Inspiration

Modern development teams move fast, but QA often becomes the bottleneck. Developers either spend hours writing repetitive tests or skip proper validation entirely just to ship faster. Existing testing tools are powerful, but most are reactive — someone still has to manually create and trigger workflows.

We wanted to build something proactive: an AI-powered QA agent that automatically understands code changes, creates meaningful test workflows, runs them instantly, and blocks risky merges before bugs reach production.

The idea for LarkGuard came from a simple question:

“What if pull requests could test themselves?”

By combining GitHub Actions, Claude, and the Lark MCP ecosystem, we built a system where QA becomes autonomous instead of manual.


What it does

LarkGuard is an AI-native QA automation agent for GitHub pull requests.
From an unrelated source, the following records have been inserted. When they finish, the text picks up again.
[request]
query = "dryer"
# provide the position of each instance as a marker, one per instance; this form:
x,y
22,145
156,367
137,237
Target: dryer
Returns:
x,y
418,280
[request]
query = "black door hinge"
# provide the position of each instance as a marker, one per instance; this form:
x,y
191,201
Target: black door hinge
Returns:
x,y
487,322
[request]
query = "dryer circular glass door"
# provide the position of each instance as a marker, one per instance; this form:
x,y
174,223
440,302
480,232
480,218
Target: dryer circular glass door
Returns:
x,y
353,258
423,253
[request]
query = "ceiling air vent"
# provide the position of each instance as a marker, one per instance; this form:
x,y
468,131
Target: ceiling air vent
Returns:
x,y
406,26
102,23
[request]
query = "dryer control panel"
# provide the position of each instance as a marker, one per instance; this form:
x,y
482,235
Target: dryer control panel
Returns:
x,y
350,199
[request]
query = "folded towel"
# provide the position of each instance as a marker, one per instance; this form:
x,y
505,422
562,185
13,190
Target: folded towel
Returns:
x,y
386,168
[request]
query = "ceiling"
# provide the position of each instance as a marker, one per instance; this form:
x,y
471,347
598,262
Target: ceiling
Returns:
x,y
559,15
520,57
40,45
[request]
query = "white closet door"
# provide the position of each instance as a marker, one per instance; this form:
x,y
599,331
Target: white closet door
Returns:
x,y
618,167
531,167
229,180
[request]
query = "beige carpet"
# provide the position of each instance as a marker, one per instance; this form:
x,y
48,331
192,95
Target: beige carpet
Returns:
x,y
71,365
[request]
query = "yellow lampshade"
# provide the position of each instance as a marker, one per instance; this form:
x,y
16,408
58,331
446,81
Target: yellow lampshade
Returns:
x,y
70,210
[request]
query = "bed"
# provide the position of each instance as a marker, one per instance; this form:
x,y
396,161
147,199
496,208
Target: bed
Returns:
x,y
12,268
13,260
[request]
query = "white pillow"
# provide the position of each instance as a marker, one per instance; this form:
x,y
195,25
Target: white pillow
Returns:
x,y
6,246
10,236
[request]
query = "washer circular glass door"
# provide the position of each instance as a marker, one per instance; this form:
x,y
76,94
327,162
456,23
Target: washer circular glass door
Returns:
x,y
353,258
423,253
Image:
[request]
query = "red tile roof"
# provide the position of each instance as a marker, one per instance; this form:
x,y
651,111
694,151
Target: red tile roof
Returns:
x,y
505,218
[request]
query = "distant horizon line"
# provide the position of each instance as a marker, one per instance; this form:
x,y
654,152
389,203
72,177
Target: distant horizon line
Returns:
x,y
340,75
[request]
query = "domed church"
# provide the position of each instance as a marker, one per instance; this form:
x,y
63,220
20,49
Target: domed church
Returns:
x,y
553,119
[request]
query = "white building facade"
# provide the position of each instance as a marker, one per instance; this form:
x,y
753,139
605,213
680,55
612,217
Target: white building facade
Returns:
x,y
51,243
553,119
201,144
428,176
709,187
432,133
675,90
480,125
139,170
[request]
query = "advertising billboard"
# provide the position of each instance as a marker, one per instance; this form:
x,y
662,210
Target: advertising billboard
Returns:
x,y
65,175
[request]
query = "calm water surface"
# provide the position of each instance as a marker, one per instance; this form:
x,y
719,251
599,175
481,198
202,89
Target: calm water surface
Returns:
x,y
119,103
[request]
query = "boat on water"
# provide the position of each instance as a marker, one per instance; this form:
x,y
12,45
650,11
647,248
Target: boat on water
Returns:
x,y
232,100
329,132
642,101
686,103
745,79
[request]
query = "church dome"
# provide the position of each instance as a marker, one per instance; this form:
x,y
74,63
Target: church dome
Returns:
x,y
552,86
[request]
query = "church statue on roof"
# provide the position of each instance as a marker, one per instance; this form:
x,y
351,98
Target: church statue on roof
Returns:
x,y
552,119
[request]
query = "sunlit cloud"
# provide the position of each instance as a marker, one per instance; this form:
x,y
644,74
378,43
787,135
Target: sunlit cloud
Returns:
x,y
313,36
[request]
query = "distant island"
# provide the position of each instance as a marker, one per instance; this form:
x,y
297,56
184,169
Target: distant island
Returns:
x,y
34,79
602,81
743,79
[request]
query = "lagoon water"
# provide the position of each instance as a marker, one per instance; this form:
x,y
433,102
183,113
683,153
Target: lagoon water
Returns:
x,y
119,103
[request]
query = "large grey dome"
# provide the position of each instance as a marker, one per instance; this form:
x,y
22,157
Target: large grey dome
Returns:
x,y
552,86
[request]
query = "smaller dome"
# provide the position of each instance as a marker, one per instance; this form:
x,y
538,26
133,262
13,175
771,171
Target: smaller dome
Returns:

Whenever a PR is opened or updated, LarkGuard:

  • Reads and analyzes the code diff
  • Detects changed APIs, features, or UI flows
  • Uses Claude with Lark MCP access to generate intelligent test workflows automatically
  • Executes those workflows instantly using Lark
  • Posts pass/fail reports directly back to GitHub
  • Blocks merges when critical workflows fail
  • Receives real-time execution events through Lark webhooks
  • Auto-comments on pull requests with actionable failure summaries

This allows teams to get instant automated QA coverage without manually writing tests or configuring workflows upfront.


How we built it

We built LarkGuard using a modular Node.js architecture integrated deeply with GitHub and the Lark ecosystem.

Core Stack

  • Node.js
  • Express.js
  • GitHub Actions
  • Claude API
  • Lark MCP
  • Lark Webhooks
  • Vercel for deployment

Workflow

  1. A developer opens or updates a pull request.
  2. GitHub Actions triggers the LarkGuard pipeline.
  3. The PR diff is extracted and passed to Claude.
  4. Claude analyzes the changed code paths and determines which workflows are needed.
  5. Using Lark MCP tools, workflows are automatically created and invoked.
  6. Results are collected and summarized.
  7. LarkGuard posts structured PR checks and comments directly on GitHub.
  8. Real-time webhook events from Lark keep PR status updated continuously.

We also designed the system prompt carefully so the AI agent could:

  • Distinguish between regressions and new features
  • Reuse workflows intelligently
  • Generate deterministic or AI-driven tests depending on context
  • Return machine-readable outputs for CI automation

Challenges we ran into

One of the biggest challenges was making the AI-generated workflows reliable instead of generic. Initially, the agent produced workflows that were too broad or duplicated existing tests.

We solved this by:

  • Improving prompt engineering
  • Structuring PR diff analysis more carefully
  • Adding naming and reuse logic
  • Separating regression workflows from exploratory AI-driven workflows

Another challenge was synchronizing asynchronous workflow execution with GitHub PR statuses. Since Lark workflows can take time to complete, we needed a clean system for:

  • Waiting for executions
  • Polling results
  • Handling webhook events
  • Updating PR comments in real time

We also had to ensure the entire developer experience remained simple enough that teams with zero Lark setup could onboard immediately.


Accomplishments that we're proud of

We are proud that LarkGuard turns QA into an autonomous workflow rather than another engineering task.

Some highlights include:

  • Automatically generating workflows directly from PR diffs
  • Fully integrating GitHub Actions with Lark MCP
  • Real-time webhook-driven PR feedback
  • Creating a zero-setup QA experience for teams
  • Designing an AI agent that understands engineering context instead of blindly generating tests

We are especially proud of the overall developer experience — developers can simply open a PR and immediately receive intelligent QA validation without writing additional configuration.


What we learned

This project taught us a lot about building reliable AI agents for developer tooling.

Some key lessons:

  • Prompt engineering matters significantly when building autonomous coding workflows
  • Developers value actionable feedback more than verbose AI outputs
  • Real-time integrations and event-driven architecture are critical for CI/CD automation
  • AI works best when combined with deterministic infrastructure rather than replacing it entirely

We also learned how powerful the Lark MCP ecosystem can be when paired with modern LLMs like Claude.


What's next for LarkGuard

We want to evolve LarkGuard into a fully autonomous AI QA platform.

Our roadmap includes:

  • Workflow memory and historical regression learning
  • Smarter flaky-test detection
  • Support for multi-repository and monorepo environments
  • Parallel workflow orchestration
  • Slack and Discord notifications
  • Visual QA dashboards
  • Security and performance workflow generation
  • AI-generated reproduction steps for failed tests
  • Support for more CI providers beyond GitHub Actions

Long term, we envision LarkGuard becoming an intelligent QA teammate that continuously protects production systems while reducing manual testing overhead for developers.